During these years, I was studying with the great pianist Jaki Byard, who is best known for being in Charles Mingus’s seminal sextet. Jaki taught the piano as a place of power, teaching me that if I understood the force of two hands, everything would be possible. He liked to brag that Cecil would often come see him perform. A few years later, I was in the Hague for the North Sea Jazz Festival. The festival was, and still is, a gathering of artists representing the genre’s breadth. After the performances, all of the musicians and hangers-on would trail over to the hotel adjacent to the venue and hang out at the bar until 7 am. On one of those nights, I spotted Cecil at his usual station and said to him, “I’m a student of Jaki Byard.” He looked up to the heavens and put his hands on my shoulders and said, “There is no one who knows more about the piano than Jaki Byard.”

That was what Cecil did best: resuscitate with radical electricity the heart of the artist within us all.

It was clear that Cecil also knew so much about the piano. But beyond his ability to shatter sound with his hands and body, he knew the piano as an object. When he approached his instrument, he treated it as a lover. A lover deserves a long approach, a caress, a whisper, all given with intention. Nearly an hour into Ron Mann’s 1981 documentary Imagine the Sound, you can watch Cecil seduce the piano. He performs a dance with it and about it. He moves into the frame, uttering and repeating phrases with different accents on the words and stressing different syllables.

Pa Teh Ro
Pa Tehhhh
Pa Teeeeeeeeeeeh

Then, buzzing his lips like a horse:

What is it you say?
Squared of centimeter
of centimeeee tor
It is luuuuuuminous
The guardian
Watching in . . .

After two minutes of movement and poetry, he sits at the piano, whispers a few words, hides his face behind the piano, then pokes his head up, turns, looks away from the piano, and plays one solitary note. He then puts his hand under his chin to ponder it all.

Cecil’s body was strong as an Olympic athlete’s: trained, running and striding, jabbing his index and middle fingers of both hands up and down—a kind of Jesse Owens of the keyboard. He migrated across the eighty-eight keys. Nothing is static or anticipated, but his love for the spirituals, and for the great singers and poets and choreographers, informed it all.

In the film, he criticizes the powers that support the “million sellers”; he understands that his career has limited his opportunities. The club setting allows audiences to settle in close to the musician, focusing on the listening experience. Cecil depended on the listener’s mind to understand that he was making his own language. His words and phrases repeat across the piano. They stop, move in opposition or in unison. Saying the word again, he makes it short, long, loud, or soft. He misses part of a word—or maybe that is the word?

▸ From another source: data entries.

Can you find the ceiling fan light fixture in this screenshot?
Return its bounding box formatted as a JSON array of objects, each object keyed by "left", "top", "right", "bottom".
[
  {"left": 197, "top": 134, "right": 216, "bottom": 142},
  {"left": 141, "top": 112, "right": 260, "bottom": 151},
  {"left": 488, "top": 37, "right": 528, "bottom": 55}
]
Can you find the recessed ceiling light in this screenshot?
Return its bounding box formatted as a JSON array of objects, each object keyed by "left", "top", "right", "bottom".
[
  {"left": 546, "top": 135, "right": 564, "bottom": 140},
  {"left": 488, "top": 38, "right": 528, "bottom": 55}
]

Later, while gracefully smoking, he declares: “When you are out there making art and accepting the final responsibility that your livelihood depends upon it, then you go forward into it, but you also come to understand that nobody really asked you do to this.” Indeed, Cecil was not asked to “do this,” but he damn well made sure we paid attention to him when he did. Amen

Jason Moran is the Artistic Director for Jazz at The John F. Kennedy Center for The Performing Arts in Washington, DC.